3. Give your children your partner's surname
This oversubscribed cliché is just another way of bolstering men's egos and reinforcing the status quo. The subtext is: "Men are important. Women are not. Men's surname's survive through the generations. Women's do not. So there."
4. Become the primary caregiver
When women decide to bear the brunt of the responsibility for raising the children, they free up the time and minds of men who then are unfettered in their pursuit of career advancement, self fulfillment or simply devising ways to ensure the patriarchal system endures. Meanwhile, the women who ease men's path through the world in this manner are so absorbed in the minutiae of child-wrangling there's little chance they have the energy to revolt. In this way men's power increases while women's power decreases. It's a win-lose situation weighted firmly in favour of men.
5. Give up your career
The low number of women on company boards is often lamented.

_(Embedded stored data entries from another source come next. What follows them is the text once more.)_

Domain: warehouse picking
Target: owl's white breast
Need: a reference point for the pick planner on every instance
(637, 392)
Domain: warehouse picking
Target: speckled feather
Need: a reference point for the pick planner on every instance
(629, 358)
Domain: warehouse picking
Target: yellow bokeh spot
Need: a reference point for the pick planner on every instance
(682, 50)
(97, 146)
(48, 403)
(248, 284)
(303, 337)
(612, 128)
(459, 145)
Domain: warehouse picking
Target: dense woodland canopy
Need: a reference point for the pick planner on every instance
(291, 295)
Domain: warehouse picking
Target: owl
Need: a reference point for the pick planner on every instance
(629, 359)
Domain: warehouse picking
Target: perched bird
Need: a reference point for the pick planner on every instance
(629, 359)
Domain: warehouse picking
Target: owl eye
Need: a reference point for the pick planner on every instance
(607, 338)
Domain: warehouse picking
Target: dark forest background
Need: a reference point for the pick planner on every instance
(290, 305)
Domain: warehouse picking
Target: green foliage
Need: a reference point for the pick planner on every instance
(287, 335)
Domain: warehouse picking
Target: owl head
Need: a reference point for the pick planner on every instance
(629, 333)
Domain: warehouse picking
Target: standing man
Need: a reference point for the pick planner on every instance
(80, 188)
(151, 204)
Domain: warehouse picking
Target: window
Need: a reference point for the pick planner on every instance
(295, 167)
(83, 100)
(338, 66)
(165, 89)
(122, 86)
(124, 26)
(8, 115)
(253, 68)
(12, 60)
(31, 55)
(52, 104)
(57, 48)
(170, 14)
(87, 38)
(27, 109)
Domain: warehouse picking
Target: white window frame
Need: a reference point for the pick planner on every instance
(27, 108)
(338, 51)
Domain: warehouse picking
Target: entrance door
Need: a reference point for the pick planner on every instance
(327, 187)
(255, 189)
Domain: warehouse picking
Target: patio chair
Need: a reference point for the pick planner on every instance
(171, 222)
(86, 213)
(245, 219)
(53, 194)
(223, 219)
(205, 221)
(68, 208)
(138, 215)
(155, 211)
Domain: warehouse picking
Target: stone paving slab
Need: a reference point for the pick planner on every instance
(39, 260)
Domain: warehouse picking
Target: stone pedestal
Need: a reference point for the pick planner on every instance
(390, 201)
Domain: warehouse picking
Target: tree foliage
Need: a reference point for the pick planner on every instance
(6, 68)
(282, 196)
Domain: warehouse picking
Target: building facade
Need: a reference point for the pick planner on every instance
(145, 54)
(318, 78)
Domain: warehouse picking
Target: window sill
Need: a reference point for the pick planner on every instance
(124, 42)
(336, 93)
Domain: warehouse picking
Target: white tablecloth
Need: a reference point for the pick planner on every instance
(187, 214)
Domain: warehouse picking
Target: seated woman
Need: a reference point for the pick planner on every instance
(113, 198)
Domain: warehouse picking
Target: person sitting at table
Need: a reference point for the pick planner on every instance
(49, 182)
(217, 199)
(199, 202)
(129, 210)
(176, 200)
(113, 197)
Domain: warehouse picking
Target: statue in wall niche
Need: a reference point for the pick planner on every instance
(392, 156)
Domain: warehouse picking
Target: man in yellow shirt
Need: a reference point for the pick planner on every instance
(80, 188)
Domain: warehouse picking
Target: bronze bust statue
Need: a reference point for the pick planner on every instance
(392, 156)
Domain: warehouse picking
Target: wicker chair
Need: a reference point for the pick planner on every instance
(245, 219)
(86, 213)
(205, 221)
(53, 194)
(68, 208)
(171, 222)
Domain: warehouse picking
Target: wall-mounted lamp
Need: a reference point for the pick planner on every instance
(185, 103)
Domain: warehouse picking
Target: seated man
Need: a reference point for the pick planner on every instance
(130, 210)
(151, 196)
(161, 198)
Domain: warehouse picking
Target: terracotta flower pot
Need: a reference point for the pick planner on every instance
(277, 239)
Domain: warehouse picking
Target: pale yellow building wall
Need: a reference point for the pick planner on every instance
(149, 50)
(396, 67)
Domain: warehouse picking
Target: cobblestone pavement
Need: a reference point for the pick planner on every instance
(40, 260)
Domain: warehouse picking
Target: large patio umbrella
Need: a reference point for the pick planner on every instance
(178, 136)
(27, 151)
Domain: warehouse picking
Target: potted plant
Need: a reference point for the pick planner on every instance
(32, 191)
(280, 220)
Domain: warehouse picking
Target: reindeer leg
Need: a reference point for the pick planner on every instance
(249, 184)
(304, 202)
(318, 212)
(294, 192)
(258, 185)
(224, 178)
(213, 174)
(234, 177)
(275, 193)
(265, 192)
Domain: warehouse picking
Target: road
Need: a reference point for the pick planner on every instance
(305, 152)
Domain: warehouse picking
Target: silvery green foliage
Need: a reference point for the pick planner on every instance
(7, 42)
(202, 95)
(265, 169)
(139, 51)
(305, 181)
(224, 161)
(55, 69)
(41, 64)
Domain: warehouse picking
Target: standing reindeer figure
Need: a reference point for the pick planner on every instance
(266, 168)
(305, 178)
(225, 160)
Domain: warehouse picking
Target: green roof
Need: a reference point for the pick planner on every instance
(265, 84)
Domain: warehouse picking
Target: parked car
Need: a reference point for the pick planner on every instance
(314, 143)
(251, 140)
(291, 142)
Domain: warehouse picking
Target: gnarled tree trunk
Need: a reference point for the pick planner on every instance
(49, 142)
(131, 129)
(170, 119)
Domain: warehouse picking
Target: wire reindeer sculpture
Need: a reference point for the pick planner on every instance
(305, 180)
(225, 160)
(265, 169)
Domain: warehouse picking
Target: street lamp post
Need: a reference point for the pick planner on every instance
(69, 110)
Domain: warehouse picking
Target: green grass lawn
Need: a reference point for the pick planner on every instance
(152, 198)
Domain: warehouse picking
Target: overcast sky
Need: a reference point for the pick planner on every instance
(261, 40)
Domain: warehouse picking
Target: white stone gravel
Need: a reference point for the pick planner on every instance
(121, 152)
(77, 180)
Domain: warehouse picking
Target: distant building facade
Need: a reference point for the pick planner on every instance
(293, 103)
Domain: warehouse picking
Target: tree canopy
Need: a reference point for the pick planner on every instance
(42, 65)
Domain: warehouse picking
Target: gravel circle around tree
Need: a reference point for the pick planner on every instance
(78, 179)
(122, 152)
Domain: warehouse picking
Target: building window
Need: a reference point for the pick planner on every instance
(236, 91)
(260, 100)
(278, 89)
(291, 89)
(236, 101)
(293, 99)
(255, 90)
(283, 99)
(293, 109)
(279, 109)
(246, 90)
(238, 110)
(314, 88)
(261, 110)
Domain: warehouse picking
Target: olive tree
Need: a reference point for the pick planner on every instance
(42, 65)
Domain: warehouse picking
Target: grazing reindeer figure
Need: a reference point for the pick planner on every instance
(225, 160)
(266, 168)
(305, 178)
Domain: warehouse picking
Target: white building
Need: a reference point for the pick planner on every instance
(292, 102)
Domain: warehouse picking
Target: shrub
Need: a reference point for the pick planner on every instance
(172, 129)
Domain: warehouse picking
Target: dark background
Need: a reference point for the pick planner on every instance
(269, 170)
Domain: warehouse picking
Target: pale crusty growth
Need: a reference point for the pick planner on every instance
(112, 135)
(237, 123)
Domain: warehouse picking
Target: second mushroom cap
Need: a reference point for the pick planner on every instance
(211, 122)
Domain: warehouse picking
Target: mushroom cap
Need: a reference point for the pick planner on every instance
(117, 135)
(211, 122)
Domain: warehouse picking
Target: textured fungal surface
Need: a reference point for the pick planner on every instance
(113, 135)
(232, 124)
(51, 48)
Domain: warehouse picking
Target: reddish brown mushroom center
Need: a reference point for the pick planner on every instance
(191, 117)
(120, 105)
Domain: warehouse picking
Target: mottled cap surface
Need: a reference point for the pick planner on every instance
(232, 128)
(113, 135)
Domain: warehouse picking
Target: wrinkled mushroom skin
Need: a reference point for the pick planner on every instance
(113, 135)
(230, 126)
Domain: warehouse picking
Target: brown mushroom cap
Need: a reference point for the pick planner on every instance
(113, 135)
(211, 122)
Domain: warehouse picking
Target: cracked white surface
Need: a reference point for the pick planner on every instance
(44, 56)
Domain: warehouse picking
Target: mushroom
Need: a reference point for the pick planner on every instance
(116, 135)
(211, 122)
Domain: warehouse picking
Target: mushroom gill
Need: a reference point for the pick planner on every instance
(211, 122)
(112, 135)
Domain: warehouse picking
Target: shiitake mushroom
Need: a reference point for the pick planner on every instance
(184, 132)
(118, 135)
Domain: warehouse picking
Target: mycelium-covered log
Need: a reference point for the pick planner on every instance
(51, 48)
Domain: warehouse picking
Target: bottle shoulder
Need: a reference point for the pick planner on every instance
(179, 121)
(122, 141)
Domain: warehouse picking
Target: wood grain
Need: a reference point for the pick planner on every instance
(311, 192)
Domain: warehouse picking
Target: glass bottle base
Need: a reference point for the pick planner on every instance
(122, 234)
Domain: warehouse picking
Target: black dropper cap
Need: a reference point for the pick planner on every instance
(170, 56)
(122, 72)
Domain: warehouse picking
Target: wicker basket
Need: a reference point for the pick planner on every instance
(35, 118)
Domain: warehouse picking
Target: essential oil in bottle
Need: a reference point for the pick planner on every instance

Well, I reckon I know where some of these missing women directors are.
In 2008 when my daughter started school I met dozens of highly-qualified mothers at pick-up time. Doctors, lawyers, accountants and other professionals had left their jobs to become the primary caregiver while their children were little.
Eight years later, most of them are still not working in their original career. Of course, even if they are working, their career trajectory has been seriously compromised by the years out of the workforce. It's my belief that this group of women, who put motherhood ahead of career, represent the missing board members. Perhaps low levels of women directors are less about institutional sexism and more about the choices of individual women - choices, no doubt, fuelled in the first place by the gender pay gap. It's complicated.
For the record, I'm guilty of committing crimes one, five and, arguably, four. Even with my eyes wide open, I score pretty poorly on the feminist front - which must explain why I'm a minor fan of The Bachelor. It's such an un-PC train wreck, I can't not watch it. And we wonder why the patriarchy thrives.